The current Johns Hopkins data is stored in CSV files and is split into daily sets. This makes it difficult to query the data over time. Databases provide a useful way to query the data with SQL. The code in this repo provides a replicable way to generate the database from the CSV files that John Hopkins provides daily. The database is currently an SQLite database, but the code allows for any database platform to generate the data. It is possible to generate the database as an SQL Server database, Oracle database, MySQL, or other database types. The code uses Entity Framework to create the database. Please change the connection string to use a different database.
## CSV Reader
The code is useful for anyone who wants to read the Johns Hopkins CSV files. It's easy aggregate all the files in to memory. This code loads data from the entire dataset in to memory and then filters it down to the state of Victoria, Australia and orders the data by date.

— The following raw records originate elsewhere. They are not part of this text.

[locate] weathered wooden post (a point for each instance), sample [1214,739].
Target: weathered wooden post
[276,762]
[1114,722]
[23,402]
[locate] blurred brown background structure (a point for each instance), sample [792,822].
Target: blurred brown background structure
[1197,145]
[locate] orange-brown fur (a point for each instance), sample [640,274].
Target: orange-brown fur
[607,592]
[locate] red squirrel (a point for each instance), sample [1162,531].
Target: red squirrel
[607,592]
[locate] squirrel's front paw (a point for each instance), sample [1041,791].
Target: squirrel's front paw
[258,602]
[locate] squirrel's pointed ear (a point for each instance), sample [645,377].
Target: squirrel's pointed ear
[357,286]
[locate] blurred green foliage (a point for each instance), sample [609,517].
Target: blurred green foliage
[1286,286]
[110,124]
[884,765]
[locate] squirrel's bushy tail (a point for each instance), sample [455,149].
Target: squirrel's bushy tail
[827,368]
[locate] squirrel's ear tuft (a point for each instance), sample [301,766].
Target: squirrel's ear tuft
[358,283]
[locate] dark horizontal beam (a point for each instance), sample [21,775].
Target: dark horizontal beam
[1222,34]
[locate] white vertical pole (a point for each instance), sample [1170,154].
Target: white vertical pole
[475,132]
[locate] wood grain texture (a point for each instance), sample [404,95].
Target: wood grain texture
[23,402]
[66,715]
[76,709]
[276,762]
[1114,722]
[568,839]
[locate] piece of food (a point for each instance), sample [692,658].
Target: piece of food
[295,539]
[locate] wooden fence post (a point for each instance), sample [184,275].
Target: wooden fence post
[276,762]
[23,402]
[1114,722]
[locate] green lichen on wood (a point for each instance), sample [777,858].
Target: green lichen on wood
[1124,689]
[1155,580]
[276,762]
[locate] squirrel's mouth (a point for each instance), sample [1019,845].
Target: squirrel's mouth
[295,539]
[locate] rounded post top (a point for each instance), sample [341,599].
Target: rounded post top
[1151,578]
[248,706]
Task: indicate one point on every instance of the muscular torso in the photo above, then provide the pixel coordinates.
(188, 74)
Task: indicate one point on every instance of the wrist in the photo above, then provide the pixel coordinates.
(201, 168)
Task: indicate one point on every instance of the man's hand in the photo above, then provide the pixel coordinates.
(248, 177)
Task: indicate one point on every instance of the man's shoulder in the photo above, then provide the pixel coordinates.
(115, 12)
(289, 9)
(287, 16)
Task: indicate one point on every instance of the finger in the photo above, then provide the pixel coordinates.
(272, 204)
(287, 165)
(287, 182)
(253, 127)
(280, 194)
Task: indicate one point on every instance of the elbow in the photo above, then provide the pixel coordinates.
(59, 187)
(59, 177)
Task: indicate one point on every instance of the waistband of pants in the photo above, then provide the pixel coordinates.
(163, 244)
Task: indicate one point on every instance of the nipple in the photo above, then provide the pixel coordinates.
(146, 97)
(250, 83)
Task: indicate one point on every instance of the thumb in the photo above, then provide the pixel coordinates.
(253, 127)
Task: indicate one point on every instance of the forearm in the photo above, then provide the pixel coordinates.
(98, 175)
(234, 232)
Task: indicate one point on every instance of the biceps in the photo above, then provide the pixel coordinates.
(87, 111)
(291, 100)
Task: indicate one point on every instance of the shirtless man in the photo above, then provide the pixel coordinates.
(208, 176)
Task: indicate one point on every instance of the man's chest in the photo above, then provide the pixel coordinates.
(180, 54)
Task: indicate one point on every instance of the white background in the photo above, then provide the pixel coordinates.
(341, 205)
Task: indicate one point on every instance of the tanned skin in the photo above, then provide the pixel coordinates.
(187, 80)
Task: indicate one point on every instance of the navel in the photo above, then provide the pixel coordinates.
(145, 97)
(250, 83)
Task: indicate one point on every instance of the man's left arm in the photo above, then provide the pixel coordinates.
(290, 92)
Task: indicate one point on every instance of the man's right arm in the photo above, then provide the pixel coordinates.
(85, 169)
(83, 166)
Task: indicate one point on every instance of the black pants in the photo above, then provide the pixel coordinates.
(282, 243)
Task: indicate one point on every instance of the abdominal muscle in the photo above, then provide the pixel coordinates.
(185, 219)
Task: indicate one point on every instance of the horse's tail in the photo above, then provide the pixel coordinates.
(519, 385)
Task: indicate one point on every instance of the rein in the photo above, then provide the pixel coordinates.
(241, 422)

It then dumps the data back out to a CSV or markdown file.
```cs
private static async Task ProcessAsync(string directoryPath)
{
var logger = new Logger();
var fileSystemCsvFileService = new FileSystemCsvFileService(directoryPath);
var csvReader = new CsvReader(fileSystemCsvFileService);
var rows = await csvReader.ReadCsvFiles();
//Filter by state and order by date
var victoriaRows = rows.Where(r => r.Province_State == "Victoria").OrderBy(r => r.Date).ToList();
victoriaRows.ToMarkdownTable("Victoria.md");
}
```
Output (Some data truncated):
|Country_Region|Province_State|Lat|Long_|Confirmed|Deaths|Recovered|Active|Date|Admin2|CsvRowNumber|
|--|--|--|--|--|--|--|--|--|--|--|
|Australia|Victoria|-37.8136|144.9631|296|0|70|226|2020/03/22||3192|
|Australia|Victoria|-37.8136|144.9631|355|0|97|258|2020/03/23||3247|
|Australia|Victoria|-37.8136|144.9631|411|0|97|314|2020/03/24||3247|
|Australia|Victoria|-37.8136|144.9631|466|0|97|369|2020/03/25||3247|
|Australia|Victoria|-37.8136|144.9631|520|3|149|368|2020/03/26||3245|
|Australia|Victoria|-37.8136|144.9631|574|3|171|400|2020/03/27||3252|
|Australia|Victoria|-37.8136|144.9631|685|3|191|491|2020/03/28||3252|
|Australia|Victoria|-37.8136|144.9631|769|4|191|574|2020/03/29||3256|
|Australia|Victoria|-37.8136|144.9631|821|4|191|626|2020/03/30||3260|
|Australia|Victoria|-37.8136|144.9631|917|4|291|622|2020/03/31||2253|
|Australia|Victoria|-37.8136|144.9631|968|4|343|621|2020/04/01||2302|
|Australia|Victoria|-37.8136|144.9631|1036|5|422|609|2020/04/02||2386|
|Australia|Victoria|-37.8136|144.9631|1085|7|476|602|2020/04/03||2442|
|Australia|Victoria|-37.8136|144.9631|1115|8|527|580|2020/04/04||2496|
|Australia|Victoria|-37.8136|144.9631|1135|8|573|554|2020/04/05||2579|
|Australia|Victoria|-37.8136|144.9631|1158|10|620|528|2020/04/06||2623|
|Australia|Victoria|-37.8136|144.9631|1191|11|620|560|2020/04/07||2672|
|Australia|Victoria|-37.8136|144.9631|1212|12|620|580|2020/04/08||2698|
|Australia|Victoria|-37.8136|144.9631|1228|12|736|480|2020/04/09||2726|
|Australia|Victoria|-37.8136|144.9631|1241|13|926|302|2020/04/10||2755|
|Australia|Victoria|-37.8136|144.9631|1265|14|926|325|2020/04/11||2779|
|Australia|Victoria|-37.8136|144.9631|1268|14|926|328|2020/04/12||2802|
|Australia|Victoria|-37.8136|144.9631|1281|14|926|341|2020/04/13||2816|
|Australia|Victoria|-37.8136|144.9631|1291|14|1118|159|2020/04/14||2828|
|Australia|Victoria|-37.8136|144.9631|1299|14|1118|167|2020/04/15||2841|
|Australia|Victoria|-37.8136|144.9631|1299|14|1137|148|2020/04/16||2856|
## How Can I Help?
The hope is that this database can be thoroughly tested and validated. The hope is that this database will help create more accurate reporting data and allow people to more readily report on the figures. The database is not ready for this. It needs rigorous validation. Please comment on the database structure and code to help make this database ready for reporting.